La suma de los votos depositados por los aragoneses en la urnas este pasado domingo deja distintos escenarios que cada partido político deberá de comenzar a asumir. Acumulando un porcentaje de participación que ronda el 70% y con el escrutinio casi completado a falta de un 2%, la claridad de los resultados otorga diferentes conclusiones en torno a las cuales las formaciones deberán empezar a trabajar. Véase un PP que no suma lo que quisiera y que se torna débil ante un rival en crecimiento constante como es Vox, un PSOE que viene viendo cómo la aceptación entre el electorado comienza a caer seriamente y una izquierda como la que representan IU, Sumar y Podemos que parece no despertar la movilización que sus representantes quisieran.

Estas elecciones autonómicas, convocadas de manera anticipada por Jorge Azcón, vuelven a suponer un duro golpe para el Partido Socialista. Un choque con los resultados que, en esta ocasión, es todavía más aspero, ya que, a diferencia de lo ocurrido en Extremadura, Pilar Alegría si era una apuesta decidida del PSOE para liderar el proyecto en esta región española. Posicionada como uno de los agentes que conforman el entorno cercano de Pedro Sánchez, la zaragozana era impulsada por su formación política como la figura indicada para reunir el número suficiente de votos con los que poder conformar un Gobierno en esta comunidad autónoma.

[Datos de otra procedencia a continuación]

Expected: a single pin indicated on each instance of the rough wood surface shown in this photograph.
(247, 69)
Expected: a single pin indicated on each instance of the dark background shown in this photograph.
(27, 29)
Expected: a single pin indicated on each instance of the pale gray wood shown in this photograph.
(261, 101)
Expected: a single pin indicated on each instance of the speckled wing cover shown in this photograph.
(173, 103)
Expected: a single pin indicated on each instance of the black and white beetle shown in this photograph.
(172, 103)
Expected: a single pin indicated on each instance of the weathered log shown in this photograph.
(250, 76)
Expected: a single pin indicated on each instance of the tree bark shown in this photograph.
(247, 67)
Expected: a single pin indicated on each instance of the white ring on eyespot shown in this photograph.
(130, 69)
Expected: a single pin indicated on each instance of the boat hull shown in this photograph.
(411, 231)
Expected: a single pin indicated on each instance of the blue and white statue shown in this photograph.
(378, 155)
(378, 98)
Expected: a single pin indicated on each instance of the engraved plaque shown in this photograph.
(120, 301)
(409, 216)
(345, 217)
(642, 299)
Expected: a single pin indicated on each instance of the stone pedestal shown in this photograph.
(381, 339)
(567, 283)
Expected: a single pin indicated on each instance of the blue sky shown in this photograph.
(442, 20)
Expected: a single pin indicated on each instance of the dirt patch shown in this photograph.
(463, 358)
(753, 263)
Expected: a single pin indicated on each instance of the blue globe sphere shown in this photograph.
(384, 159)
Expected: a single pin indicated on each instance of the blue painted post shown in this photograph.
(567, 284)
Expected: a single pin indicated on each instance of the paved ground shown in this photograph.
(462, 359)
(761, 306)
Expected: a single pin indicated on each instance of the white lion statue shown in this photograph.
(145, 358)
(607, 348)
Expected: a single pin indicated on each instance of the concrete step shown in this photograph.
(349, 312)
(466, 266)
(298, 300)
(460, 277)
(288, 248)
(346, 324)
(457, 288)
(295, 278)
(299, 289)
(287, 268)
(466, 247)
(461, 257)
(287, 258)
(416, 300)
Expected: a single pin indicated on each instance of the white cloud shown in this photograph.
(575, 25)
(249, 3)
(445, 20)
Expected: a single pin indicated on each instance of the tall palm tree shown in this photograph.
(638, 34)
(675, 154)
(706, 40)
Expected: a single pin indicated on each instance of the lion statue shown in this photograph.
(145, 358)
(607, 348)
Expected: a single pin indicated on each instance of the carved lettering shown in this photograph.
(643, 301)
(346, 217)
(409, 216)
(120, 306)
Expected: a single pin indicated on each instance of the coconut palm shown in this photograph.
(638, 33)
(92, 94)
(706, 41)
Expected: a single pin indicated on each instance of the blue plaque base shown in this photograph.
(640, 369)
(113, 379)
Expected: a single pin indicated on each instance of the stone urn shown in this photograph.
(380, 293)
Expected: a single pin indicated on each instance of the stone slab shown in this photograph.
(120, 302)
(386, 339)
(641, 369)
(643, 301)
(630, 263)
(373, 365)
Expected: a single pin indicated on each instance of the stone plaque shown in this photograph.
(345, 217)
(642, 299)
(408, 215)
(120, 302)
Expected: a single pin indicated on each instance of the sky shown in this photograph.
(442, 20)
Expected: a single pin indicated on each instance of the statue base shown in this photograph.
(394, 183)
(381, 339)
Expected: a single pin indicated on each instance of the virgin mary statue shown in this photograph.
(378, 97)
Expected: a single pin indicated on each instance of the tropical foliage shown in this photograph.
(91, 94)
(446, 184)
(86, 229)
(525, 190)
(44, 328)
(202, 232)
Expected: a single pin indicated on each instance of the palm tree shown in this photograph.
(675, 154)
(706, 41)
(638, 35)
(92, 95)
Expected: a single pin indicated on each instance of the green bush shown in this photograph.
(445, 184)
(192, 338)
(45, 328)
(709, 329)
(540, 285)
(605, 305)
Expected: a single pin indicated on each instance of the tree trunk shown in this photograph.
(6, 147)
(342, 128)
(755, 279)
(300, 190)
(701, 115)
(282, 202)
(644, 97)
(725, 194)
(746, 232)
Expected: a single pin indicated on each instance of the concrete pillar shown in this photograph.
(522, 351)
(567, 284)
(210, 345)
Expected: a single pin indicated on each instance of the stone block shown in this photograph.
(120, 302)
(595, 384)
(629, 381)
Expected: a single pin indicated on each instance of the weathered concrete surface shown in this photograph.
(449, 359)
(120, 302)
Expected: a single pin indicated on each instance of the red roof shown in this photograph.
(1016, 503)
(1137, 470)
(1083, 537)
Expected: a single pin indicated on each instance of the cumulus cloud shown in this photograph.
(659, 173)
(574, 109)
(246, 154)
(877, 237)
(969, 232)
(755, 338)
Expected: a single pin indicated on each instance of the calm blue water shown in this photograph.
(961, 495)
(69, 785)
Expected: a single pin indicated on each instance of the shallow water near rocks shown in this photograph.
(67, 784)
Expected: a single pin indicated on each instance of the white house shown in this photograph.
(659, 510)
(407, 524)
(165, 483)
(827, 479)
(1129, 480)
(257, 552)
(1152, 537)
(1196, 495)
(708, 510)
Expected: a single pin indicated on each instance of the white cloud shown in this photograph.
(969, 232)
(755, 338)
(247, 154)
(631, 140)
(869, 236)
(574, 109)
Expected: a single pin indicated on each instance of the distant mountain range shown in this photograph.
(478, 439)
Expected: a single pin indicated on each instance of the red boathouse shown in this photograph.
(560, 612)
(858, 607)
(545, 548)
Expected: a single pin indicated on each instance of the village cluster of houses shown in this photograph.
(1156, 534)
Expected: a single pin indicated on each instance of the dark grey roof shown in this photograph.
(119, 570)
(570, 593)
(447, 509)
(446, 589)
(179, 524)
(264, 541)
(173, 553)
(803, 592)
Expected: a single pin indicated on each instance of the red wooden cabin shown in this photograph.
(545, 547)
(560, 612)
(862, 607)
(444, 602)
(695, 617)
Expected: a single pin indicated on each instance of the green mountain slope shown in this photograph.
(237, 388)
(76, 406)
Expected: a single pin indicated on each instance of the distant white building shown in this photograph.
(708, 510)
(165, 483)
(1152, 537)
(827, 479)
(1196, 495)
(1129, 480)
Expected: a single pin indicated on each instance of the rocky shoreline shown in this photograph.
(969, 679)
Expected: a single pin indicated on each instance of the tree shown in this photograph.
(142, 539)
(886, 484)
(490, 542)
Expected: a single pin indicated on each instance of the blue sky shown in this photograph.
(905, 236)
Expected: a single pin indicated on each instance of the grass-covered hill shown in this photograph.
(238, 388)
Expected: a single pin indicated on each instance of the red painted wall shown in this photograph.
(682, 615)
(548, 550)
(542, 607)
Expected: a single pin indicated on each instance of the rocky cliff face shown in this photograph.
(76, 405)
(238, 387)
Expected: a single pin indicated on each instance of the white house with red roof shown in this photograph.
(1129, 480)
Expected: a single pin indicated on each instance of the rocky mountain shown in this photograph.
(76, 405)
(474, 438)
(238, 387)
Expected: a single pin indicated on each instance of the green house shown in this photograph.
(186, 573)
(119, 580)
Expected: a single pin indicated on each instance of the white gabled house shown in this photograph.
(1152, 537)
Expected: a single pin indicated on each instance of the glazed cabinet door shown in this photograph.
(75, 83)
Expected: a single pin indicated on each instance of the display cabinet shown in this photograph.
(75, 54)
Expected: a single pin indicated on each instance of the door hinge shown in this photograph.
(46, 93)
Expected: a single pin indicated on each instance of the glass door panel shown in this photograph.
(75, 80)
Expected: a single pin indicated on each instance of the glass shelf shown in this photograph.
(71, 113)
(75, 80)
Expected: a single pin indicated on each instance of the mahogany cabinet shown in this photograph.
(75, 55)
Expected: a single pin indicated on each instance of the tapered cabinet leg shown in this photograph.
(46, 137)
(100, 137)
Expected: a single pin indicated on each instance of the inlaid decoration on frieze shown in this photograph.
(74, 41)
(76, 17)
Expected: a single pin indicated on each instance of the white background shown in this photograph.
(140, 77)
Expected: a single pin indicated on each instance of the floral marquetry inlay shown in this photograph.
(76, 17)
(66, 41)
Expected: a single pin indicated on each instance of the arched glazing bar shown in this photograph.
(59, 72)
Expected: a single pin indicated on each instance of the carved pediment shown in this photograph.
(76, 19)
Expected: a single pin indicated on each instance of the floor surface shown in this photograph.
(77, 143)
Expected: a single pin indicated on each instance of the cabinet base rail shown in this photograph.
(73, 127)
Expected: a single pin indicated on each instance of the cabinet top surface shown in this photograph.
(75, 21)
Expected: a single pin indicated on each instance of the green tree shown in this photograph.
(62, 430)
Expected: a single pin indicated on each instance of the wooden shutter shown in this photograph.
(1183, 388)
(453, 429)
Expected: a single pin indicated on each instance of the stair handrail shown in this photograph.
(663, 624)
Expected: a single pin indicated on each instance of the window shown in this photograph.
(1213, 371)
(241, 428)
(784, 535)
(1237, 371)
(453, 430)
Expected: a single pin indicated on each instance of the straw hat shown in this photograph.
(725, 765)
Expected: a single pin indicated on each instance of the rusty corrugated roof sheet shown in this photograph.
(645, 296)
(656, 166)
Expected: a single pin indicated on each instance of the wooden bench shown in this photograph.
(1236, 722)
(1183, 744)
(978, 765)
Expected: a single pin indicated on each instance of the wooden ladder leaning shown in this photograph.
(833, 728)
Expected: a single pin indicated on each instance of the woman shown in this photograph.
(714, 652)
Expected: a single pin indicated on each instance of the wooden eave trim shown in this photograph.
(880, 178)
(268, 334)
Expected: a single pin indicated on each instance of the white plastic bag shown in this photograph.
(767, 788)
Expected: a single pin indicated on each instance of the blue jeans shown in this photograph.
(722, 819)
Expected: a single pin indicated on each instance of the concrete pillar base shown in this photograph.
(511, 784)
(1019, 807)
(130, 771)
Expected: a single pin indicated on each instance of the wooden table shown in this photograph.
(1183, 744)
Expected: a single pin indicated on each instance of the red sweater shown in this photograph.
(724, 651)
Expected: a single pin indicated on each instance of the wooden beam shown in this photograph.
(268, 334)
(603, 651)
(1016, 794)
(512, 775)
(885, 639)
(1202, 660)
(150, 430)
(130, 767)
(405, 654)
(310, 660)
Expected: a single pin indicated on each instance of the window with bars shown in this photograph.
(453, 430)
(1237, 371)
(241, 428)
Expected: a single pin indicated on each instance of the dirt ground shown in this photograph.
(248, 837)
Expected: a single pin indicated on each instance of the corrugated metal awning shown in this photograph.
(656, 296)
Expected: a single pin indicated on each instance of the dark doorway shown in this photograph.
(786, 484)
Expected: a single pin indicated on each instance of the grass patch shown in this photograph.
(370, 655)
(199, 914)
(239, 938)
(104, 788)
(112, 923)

Sin embargo, las urnas no han mostrado acuerdo con esa perspectiva de los socialistas. Sumando 18 escaños, el PSOE pierde cinco representantes en la cámara parlamentaria aragonesa respecto a los comicios anteriores y empata su peor resultado histórico en unas elecciones autonómicas en esta región.

Ahora, empezará un nuevo juego, al igual que en Extremadura, entre los populares y los de Abascal. Una nueva estrategia con la cual, aparentemente, buscarán no quedar mal ante su electorado al pactar una formación con la otra. Por ello, aunque finalmente se den la mano y conformen coaliciones de gobierno en ambas comunidades autónomas, a nivel comunicativo, de cara al público, probablemente busquen también en Aragón alargar todo lo posible la firma del acuerdo, para intentar que no afecte a las elecciones de Castilla y León del próximo 15 de marzo.

Tarden más o tarden menos en conformar el Gobierno autonómico, Pilar Alegría era consciente en la noche de este domingo de que tendrá que ejercer la labor de oposición en Aragón, pues la suma de los partidos de izquierdas reúne 28 escaños, seis por debajo de los 34 necesarios para disponer de la mayoría absoluta. Ante este panorama, la socialista aceptaba su nuevo rol y mostraba ante los suyos estar dispuesta a labrar el camino tanto para mejorar el futuro cercano como para cambiar las opciones de su partido de cara a unas nuevas elecciones. 

De esta manera, Alegría, ante los postulados de los partidos vencedores en la elecciones aragonesas, aseguraba que su equipo va a ejercer "una oposición seria y una oposición responsable, una oposición que va a seguir, por supuesto, velando por esa defensa de nuestros servicios públicos y también, por supuesto, velando por el respeto y la convivencia como valores fundamentales que siempre nos han definido a los aragoneses".

En este sentido, la líder de los socialistas en Aragón aseguraba que el PSOE es la alternativa progresista en esta región española, la opción que se abre para los vecinos de este territorio ante "la crispación y los recortes". Así, defendía que comienza ahora un proceso en el que trabajar "con más fuerza si cabe para dar la vuelta a los resultados de esta noche y a recuperar, como nos corresponde, esa confianza mayoritaria de todos los aragoneses y todas las aragonesas".